Scientific Report Gives Food Irradiation Two Thumbs Up

December 18, 1997

CHICAGO--Irradiation can effectively eliminate pathogens and reduce spoilage microorganisms while maintaining the wholesomeness and fresh quality of foods, according to the Institute of Food Technologists' Scientific Status Summary "Irradiation of Food" to be published in the January 1998 issue of Food Technology.

Though good farming and manufacturing practices discourage harmful bacteria from entering the food supply, they do not guarantee safety. Irradiation, however, used in conjunction with good practices, can greatly enhance the safety of food and even extend its freshness.

Irradiation is the exposure of food to a source of ionizing (creating positive and negative charges) radiation energy, according to summary author Dennis G. Olson, Ph.D. It disrupts the genetic material of living cells, inactivating parasites and destroying pathogens and insects in food. This includes Escherichia coli O157:H7, Salmonella, Campylobacter, and Trichinella spiralis associated with raw meat and poultry.

Olson noted that irradiation would be extremely effective at eliminating the adulterant E. coli O157:H7, responsible for numerous illnesses and deaths. Consumers who are at high risk for foodborne illness, including children, the elderly, and those with compromised immune systems, would especially benefit from irradiated foods.

By also killing spoilage microorganisms, irradiation extends the freshness of perishable foods, delaying the ripening of produce and preventing the sprouting of vegetables, Olson said. A 1992 study, for example, found that irradiated ground beef stayed fresh nine days longer than non-irradiated beef.

Prior to approving irradiation for specific foods, the radiological, toxicological, and microbiological safety of these applications must be addressed to the Food and Drug Administration's (FDA's) satisfaction.
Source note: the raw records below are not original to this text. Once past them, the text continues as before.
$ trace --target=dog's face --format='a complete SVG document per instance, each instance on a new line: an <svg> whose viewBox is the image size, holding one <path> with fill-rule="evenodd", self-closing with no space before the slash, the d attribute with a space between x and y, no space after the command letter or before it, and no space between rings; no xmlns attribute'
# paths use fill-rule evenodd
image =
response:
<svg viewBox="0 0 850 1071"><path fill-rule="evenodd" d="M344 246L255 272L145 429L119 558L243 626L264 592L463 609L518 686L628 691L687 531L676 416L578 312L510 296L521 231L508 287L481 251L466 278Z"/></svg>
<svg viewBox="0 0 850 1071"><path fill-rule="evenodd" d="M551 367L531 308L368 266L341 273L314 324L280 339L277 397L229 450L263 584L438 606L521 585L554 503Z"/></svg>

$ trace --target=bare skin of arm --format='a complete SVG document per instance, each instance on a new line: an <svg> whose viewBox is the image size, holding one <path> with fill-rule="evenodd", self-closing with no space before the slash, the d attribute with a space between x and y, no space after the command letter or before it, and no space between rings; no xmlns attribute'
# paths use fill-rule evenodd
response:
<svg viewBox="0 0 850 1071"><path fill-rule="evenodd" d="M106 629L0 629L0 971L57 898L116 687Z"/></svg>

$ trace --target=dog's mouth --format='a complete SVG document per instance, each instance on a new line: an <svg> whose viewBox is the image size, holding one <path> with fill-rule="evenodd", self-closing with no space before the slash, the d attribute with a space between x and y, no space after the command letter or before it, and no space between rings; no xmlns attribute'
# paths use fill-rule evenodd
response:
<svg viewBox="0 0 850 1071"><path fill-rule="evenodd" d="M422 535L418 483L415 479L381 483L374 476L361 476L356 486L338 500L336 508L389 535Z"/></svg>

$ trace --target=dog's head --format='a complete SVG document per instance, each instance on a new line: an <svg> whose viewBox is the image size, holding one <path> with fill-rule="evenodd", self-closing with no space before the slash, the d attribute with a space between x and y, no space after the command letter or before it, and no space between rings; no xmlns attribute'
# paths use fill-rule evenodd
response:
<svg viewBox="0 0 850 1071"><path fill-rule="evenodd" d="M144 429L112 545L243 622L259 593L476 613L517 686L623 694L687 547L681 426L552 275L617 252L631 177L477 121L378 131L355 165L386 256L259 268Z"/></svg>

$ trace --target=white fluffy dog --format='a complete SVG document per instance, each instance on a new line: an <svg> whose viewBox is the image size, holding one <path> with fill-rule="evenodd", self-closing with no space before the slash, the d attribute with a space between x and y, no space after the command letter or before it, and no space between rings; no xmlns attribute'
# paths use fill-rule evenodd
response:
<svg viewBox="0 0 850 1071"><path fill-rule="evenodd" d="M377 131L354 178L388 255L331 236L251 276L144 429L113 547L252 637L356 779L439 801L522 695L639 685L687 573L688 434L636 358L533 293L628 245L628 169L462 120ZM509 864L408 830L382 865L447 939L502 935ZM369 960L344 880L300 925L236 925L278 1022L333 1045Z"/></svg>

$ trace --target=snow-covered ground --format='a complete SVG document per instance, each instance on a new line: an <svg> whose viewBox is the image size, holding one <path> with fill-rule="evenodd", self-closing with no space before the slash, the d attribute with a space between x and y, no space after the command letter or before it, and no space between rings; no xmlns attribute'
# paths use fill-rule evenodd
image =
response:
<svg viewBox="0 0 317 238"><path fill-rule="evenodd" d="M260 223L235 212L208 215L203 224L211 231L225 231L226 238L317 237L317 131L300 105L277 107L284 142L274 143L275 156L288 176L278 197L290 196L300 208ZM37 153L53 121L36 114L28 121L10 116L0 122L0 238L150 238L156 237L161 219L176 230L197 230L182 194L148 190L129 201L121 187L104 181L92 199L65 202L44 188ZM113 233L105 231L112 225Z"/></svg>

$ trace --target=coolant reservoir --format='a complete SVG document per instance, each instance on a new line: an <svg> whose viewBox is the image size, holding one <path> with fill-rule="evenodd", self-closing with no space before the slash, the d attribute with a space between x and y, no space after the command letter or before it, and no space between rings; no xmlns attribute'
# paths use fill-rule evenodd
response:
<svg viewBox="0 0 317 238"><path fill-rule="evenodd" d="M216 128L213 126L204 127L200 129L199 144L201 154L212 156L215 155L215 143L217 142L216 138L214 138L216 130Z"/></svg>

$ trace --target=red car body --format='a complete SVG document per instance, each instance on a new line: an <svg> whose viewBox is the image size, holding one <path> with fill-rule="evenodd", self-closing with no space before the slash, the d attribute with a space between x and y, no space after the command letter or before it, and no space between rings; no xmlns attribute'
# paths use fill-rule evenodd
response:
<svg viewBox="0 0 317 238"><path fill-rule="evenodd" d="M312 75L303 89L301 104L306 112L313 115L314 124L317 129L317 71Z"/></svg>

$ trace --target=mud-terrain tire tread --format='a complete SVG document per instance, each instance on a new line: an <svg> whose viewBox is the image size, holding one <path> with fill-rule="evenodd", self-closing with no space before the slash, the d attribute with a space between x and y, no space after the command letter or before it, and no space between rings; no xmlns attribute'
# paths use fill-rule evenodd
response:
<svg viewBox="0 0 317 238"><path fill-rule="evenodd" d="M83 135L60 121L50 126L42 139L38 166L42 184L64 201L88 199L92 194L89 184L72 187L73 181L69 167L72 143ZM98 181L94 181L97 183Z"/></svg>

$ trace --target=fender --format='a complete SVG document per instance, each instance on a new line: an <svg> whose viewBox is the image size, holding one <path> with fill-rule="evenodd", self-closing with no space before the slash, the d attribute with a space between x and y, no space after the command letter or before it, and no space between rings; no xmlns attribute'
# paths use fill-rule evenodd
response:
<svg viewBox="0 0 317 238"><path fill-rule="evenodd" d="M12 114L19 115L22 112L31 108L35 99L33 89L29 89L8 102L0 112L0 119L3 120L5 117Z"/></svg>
"With radiological safety, the question is, whether radioactivity will be induced in the food," wrote Olson. "This issue is of no concern for the currently approved radiation sources [gamma rays, electrons, and X-rays] because their energy is too low to induce radioactivity."

Thus, irradiation does not make foods radioactive. It produces a small number of harmless radiolytic products in food that are similar to those formed by cooking, according to Olson. Radiolytic and toxicological review by the FDA has verified the safety of these substances.

Irradiated foods must also demonstrate nutritional adequacy in order to be approved by the FDA. Macronutrients (protein, carbohydrates, and fats) are not significantly affected by radiation doses up to 10 kGy; trace elements and minerals are not affected at all, Olson noted. Minimal vitamin loss may occur depending upon the dose, temperature, presence of oxygen, and type of food irradiated. However, "many food processes, like cooking, alter nutrient content of food much more than irradiation," he wrote. "It is doubtful that any vitamin deficiency would develop from consuming irradiated foods."

There are no major chemical, physical, or sensory changes in foods that have been irradiated. While the color and odor of raw meat may be slightly affected, Olson said, cooking appears to lessen or eliminate the radiation-induced odor, and color changes can be minimized by irradiating meat in an oxygen-free environment in the frozen state.

Successful sale of irradiated food products in four U.S. stores since 1993 shows that consumers will accept irradiated food, Olson wrote. They will accept it more readily when provided with information about the advantages of the technology, according to a 1995 study by Christine M. Bruhn, Ph.D., Center for Consumer Research, University of California at Davis. Irradiated foods marketed in numerous countries were judged superior by consumers and have sold well, noted a 1996 report by the Council for Agricultural Science and Technology.

"Communication with consumers is believed to be critical for expansion of irradiated food markets," Olson concluded.